The file /opt/bdii/etc/schemas was missing. The fix is to copy the /opt/bdii/doc/schemas.example file to /opt/bdii/etc/schemas and re-run yaim.
The re-run of yaim also fixes the chown of /opt/bdii/var.

Step 3. Testing from dev008 the development UI yielded:

*************************************************************
BOOKKEEPING INFORMATION:

Status info for the Job : https://dev009.gla.scotgrid.ac.uk:9000/d0nTvt6udraqpjs0Mx-eOw
Current Status: Done (Success)
Exit code: 0
Status Reason: Job terminated successfully
Destination: svr021.gla.scotgrid.ac.uk:2119/jobmanager-lcgpbs-q30m
Submitted: Thu Jan 15 17:19:59 2009 GMT
*************************************************************


Therefore, I conclude: we have a working development WMS on dev009

Trac now secured

I have been playing with Trac in my spare time off and on and Mike had noticed quite a few sensitive files lying around in the repo.
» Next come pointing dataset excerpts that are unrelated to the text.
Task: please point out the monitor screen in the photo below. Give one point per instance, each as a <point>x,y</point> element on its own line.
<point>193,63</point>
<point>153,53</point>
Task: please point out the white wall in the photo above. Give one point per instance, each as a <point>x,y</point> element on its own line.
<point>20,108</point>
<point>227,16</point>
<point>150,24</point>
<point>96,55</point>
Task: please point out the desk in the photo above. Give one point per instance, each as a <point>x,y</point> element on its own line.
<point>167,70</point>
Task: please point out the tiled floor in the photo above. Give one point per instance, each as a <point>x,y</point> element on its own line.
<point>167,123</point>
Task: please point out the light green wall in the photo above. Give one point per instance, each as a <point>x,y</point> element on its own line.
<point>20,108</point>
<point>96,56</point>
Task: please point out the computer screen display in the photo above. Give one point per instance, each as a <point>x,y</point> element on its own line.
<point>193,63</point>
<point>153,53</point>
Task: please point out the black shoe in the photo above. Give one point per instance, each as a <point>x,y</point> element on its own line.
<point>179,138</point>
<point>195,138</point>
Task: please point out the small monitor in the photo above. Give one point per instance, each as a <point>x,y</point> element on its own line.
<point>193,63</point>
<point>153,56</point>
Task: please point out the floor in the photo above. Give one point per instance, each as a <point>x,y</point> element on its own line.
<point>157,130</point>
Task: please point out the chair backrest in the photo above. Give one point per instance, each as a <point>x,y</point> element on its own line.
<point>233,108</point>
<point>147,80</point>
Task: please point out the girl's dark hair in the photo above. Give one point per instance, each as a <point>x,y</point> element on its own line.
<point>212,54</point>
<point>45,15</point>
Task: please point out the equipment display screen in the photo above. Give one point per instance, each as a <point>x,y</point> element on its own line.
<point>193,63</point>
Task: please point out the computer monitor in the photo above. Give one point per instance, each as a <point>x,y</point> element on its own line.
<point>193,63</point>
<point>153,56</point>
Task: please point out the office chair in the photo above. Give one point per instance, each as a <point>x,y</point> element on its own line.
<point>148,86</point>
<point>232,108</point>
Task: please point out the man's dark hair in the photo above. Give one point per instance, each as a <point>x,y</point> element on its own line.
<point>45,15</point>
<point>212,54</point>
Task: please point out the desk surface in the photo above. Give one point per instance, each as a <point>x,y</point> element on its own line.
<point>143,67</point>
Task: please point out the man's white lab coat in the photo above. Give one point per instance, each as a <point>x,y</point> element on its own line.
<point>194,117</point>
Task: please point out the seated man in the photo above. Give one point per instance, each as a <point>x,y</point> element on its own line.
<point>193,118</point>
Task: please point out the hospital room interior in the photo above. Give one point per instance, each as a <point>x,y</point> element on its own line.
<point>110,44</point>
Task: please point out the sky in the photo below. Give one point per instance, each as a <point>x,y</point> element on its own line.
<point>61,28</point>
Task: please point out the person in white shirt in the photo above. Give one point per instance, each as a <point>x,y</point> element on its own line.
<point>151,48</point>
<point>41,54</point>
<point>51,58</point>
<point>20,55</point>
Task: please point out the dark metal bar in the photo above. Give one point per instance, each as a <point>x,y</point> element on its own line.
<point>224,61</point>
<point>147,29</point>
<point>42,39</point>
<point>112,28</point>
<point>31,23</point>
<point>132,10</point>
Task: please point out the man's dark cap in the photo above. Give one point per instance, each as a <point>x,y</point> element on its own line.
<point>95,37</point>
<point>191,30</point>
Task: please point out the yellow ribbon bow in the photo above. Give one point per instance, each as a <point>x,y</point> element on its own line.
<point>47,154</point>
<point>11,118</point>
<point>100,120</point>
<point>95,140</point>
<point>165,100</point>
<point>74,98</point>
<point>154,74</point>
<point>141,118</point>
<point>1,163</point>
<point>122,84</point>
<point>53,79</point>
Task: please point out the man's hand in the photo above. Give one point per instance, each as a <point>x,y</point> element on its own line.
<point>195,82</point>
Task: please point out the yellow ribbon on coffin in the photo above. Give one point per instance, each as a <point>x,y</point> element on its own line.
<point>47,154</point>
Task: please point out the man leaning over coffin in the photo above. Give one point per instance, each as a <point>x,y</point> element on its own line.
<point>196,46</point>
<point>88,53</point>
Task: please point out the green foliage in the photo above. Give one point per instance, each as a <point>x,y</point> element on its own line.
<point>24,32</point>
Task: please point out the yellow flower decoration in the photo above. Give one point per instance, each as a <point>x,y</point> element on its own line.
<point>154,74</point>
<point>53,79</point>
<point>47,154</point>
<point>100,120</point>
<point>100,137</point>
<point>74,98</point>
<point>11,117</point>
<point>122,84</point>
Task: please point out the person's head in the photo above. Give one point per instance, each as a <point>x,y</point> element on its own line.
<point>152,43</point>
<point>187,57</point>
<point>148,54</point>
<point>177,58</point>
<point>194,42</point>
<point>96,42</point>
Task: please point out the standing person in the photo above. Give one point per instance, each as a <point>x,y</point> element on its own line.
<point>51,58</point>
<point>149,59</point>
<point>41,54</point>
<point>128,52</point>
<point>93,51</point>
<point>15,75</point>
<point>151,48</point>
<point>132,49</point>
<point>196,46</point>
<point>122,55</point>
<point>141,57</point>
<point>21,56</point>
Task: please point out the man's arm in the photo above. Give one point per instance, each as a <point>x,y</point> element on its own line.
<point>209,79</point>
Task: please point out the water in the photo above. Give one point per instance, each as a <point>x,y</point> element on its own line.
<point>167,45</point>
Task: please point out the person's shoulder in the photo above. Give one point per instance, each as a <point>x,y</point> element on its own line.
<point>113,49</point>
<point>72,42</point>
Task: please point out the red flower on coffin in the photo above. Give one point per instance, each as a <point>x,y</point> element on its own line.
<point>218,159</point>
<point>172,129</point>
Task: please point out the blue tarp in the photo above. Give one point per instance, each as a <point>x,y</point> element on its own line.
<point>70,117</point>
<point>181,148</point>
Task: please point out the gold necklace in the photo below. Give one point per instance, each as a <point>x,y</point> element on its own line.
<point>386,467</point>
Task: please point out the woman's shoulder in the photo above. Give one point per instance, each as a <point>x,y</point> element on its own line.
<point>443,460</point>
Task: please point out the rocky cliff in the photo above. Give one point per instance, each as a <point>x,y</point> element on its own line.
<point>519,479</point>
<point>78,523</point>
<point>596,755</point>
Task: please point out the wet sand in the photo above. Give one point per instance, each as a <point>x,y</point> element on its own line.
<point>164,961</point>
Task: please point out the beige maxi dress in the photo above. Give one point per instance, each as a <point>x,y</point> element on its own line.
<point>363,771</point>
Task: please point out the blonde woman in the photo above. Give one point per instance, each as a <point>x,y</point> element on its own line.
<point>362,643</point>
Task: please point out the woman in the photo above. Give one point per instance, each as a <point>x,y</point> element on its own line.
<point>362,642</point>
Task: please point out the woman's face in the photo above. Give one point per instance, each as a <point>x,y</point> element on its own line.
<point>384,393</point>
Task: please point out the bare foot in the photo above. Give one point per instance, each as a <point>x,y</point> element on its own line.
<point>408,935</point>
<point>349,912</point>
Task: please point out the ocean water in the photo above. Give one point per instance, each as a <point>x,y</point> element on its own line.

So I have secured the Scotgrid Trac instance so you now required to sign in. This will then allow you to browse the repo as you normally would. The user/pass can be obtained from anyone here at Scotgrid.

now to get it externally accessible!

Wednesday, January 14, 2009

DNS goes wibble wobble...

Various funny things were happening today:
  • General sickness in the atlas pilot factory.
  • Quite a few BDII dropouts.
  • SAM test failures from the above.
  • Sluggish clients on our UIs.
  • Very slow logins from CERN.
All things that pointed towards a slow/failing DNS. When I wrote a little test script with 30 forward/reverse DNS queries it was taking 20-50s on some servers and 0.5s on others.

The slow ones had been configured to look at a dnsmasq cache on our headnode, which for unknown reasons was going very slowly (even a restart did not help).

I reconfigured to take out the cache and suddenly all was rosy again across the cluster.

Curiously we had added the cache to overcome problems with campus DNS in the first place.

At least with things configured via cfengine this is a very easy change to make right across the cluster.

Tuesday, January 13, 2009

Source Control with Subversion Resurrection

With forthcoming SA4 tasks to update the scotgrid website and create a local registery of user information we have decided to resurrect the use of subversion as a source control system.

As we all know source control is basic software development practice and is jolly good idea for anything a team of developers want amend on a regular basis. So here it is being used once more on grid01. The current repo is located at /SVN.

The new project for the scotgrid website is scotgrid_www and can be checked out from the usual svn co svn+ssh command or any other svn gui tool. We plan to use this repo for all fabric management scripts. There is already a scotgrid repo which contains similar scripts but this is very out of date and will probably be blown away at some point.

Trac has been installed on grid01 (only accessible from the internal network at present - more to follow on this one ) and is running using the simple trac webserver. I have written a simple daemon to start/stop the service.

This gives a nice http interface to the repo to view files and trac changes. There is also a wiki/project management/ticket management facilities.

I will look to get the backing up of the repo automated in some way.